Shoei has produced motorcycle helmets since 1958. More than 30 years after Shoei’s first helmets made their way into the marketplace, I bought my first Shoei, an RF-200, during the initial year of it’s production in 1989. Before the end of its production cycle in 1995, thanks to saving me in one crash, I owned a couple of them. Since that time, I have owned at least one of every single RF model that Shoei produced. To say that I am a fan of the model line would be an understatement. A Shoei RF helmet was my most worn line of helmet until the Neotec convinced me that it was the perfect helmet for daily around town rides. Still, on most sporting rides, where I’d don a non-modular helmet, the RF-1200 was still at the top of my list. After living with the newest version for about a month, the Shoei RF-1400 continues that trend with its further refinement of the company’s popular and versatile helmet.
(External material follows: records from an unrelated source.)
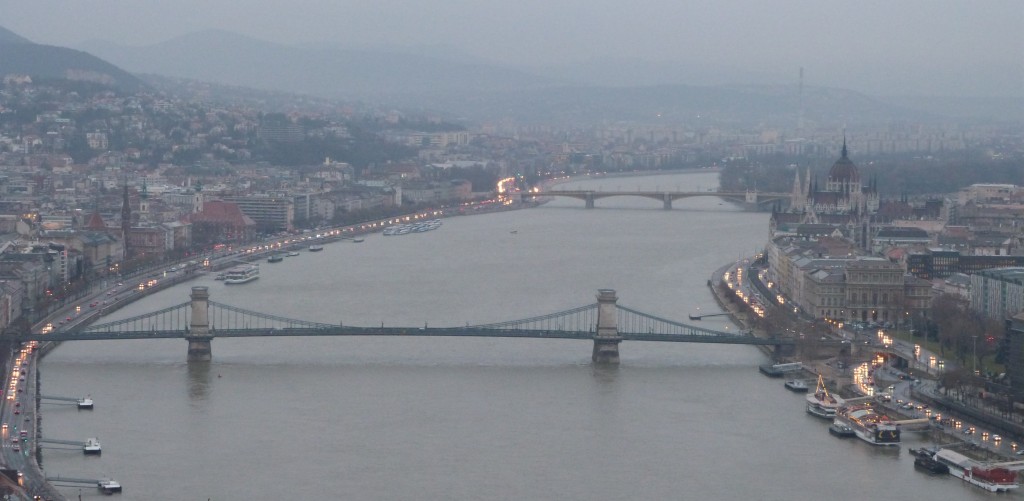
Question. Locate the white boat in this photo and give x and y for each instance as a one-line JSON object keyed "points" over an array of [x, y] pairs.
{"points": [[91, 447], [989, 477], [821, 403], [868, 425], [242, 275], [109, 486], [798, 385]]}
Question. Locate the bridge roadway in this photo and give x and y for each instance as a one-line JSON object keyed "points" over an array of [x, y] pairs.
{"points": [[406, 332], [667, 198]]}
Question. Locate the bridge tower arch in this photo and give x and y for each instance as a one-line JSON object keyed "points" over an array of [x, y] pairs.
{"points": [[199, 328], [606, 340]]}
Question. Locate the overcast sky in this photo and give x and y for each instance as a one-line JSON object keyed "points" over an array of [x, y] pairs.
{"points": [[965, 47]]}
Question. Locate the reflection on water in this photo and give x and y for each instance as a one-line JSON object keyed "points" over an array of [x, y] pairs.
{"points": [[199, 381], [604, 373]]}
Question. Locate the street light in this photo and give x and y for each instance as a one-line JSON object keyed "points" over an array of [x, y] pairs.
{"points": [[974, 362]]}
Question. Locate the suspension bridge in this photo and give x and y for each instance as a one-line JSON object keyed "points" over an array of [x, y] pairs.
{"points": [[751, 198], [200, 320]]}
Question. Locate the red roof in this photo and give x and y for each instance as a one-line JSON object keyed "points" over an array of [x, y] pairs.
{"points": [[95, 221], [222, 212]]}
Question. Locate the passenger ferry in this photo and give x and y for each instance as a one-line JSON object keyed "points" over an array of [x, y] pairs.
{"points": [[991, 478], [92, 447], [821, 403], [868, 425], [242, 275], [109, 486]]}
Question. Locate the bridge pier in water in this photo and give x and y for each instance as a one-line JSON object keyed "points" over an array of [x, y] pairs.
{"points": [[606, 341], [199, 327]]}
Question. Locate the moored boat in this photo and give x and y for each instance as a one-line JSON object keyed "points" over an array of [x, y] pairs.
{"points": [[91, 447], [798, 385], [242, 275], [869, 426], [821, 403], [922, 453], [992, 478], [109, 486], [930, 465], [841, 430]]}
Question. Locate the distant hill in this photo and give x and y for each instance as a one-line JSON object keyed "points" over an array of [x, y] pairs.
{"points": [[20, 56], [235, 59], [454, 83], [7, 36]]}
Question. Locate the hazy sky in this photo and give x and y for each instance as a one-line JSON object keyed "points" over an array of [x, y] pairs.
{"points": [[879, 46]]}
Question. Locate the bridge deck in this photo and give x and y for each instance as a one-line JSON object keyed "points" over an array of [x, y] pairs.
{"points": [[404, 332]]}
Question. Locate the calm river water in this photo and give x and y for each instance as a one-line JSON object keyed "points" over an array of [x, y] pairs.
{"points": [[467, 419]]}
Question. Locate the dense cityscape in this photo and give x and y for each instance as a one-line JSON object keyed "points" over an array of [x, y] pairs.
{"points": [[892, 273]]}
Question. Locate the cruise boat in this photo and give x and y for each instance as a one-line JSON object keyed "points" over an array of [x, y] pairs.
{"points": [[992, 478], [798, 385], [869, 426], [821, 403], [242, 275], [109, 486], [841, 430], [92, 447], [930, 465]]}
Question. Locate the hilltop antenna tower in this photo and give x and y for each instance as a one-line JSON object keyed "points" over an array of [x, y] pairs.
{"points": [[800, 103]]}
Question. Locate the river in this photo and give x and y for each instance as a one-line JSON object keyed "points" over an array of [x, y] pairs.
{"points": [[467, 419]]}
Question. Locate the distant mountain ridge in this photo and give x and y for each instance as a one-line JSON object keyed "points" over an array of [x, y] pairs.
{"points": [[7, 36], [236, 59], [20, 56]]}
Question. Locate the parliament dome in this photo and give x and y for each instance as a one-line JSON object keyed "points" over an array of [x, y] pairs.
{"points": [[844, 170]]}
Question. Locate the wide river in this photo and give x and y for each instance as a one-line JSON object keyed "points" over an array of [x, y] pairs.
{"points": [[467, 419]]}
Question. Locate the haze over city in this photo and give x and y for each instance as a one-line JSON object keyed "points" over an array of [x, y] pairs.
{"points": [[955, 48], [462, 249]]}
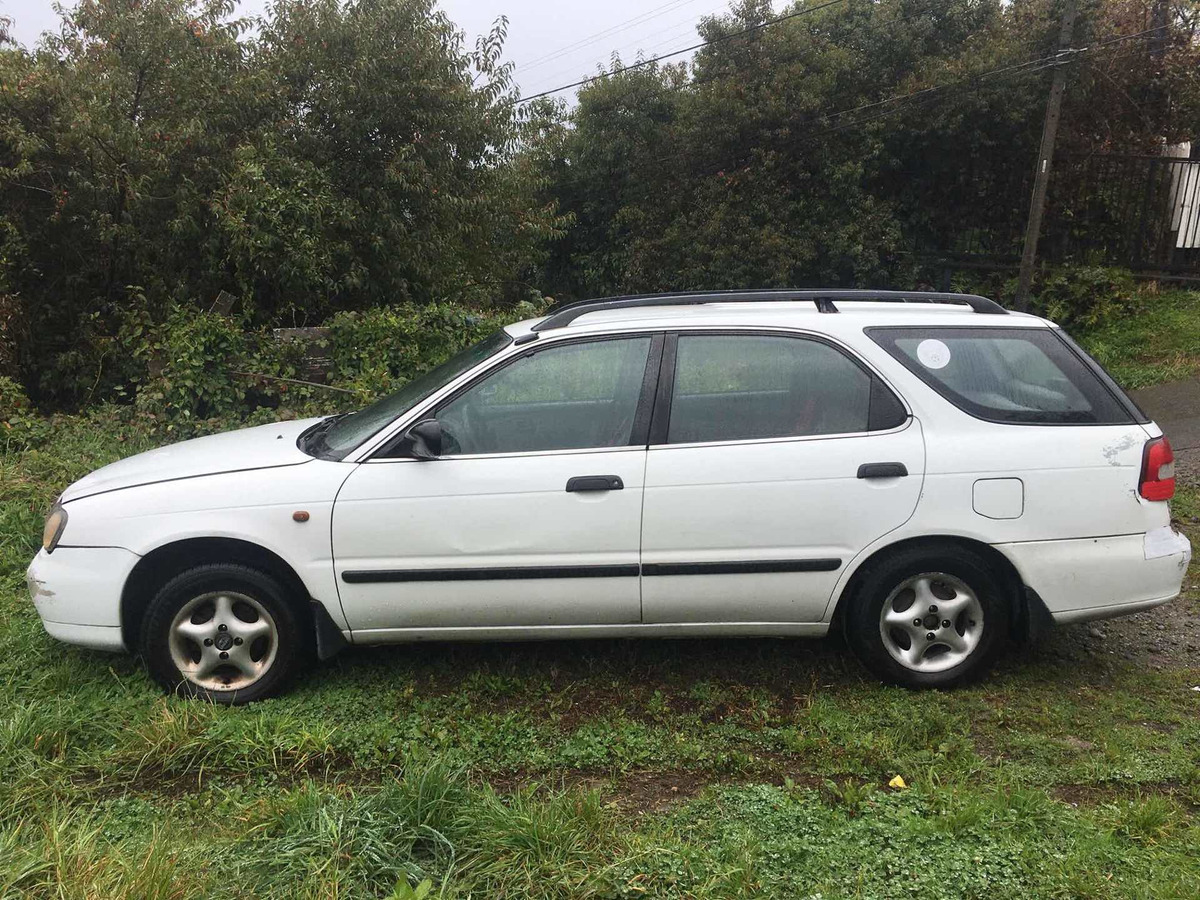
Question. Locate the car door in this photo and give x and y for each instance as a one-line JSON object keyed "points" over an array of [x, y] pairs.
{"points": [[774, 459], [532, 514]]}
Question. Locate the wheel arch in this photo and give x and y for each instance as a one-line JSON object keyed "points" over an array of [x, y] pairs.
{"points": [[1027, 612], [157, 567]]}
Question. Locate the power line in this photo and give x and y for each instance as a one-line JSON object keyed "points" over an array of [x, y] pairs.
{"points": [[1036, 65], [640, 43], [760, 27], [900, 102], [606, 33]]}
The first thing to consider with an established – and popular – model helmet , like the RF-1200, is that Shoei didn’t need to create a new helmet out of whole cloth. Instead, Shoei presents the RF-1400 as a refinement of its predecessor. In the press documents delivered with the helmet, the concept of kaizen, a Japanese term for “continuous improvement,” is referenced, and anyone who is familiar with the RF-1200 can immediately see the heritage in the RF-1400’s profile. Still, through extensive use of Shoei’s in-house wind tunnel, the RF-1400 manages a 6% reduction in lift and a 4% reduction in drag when compared to its elder sibling.
If you are familiar with the Shoei RF-1200, you’ll immediately recognize the RF-1400.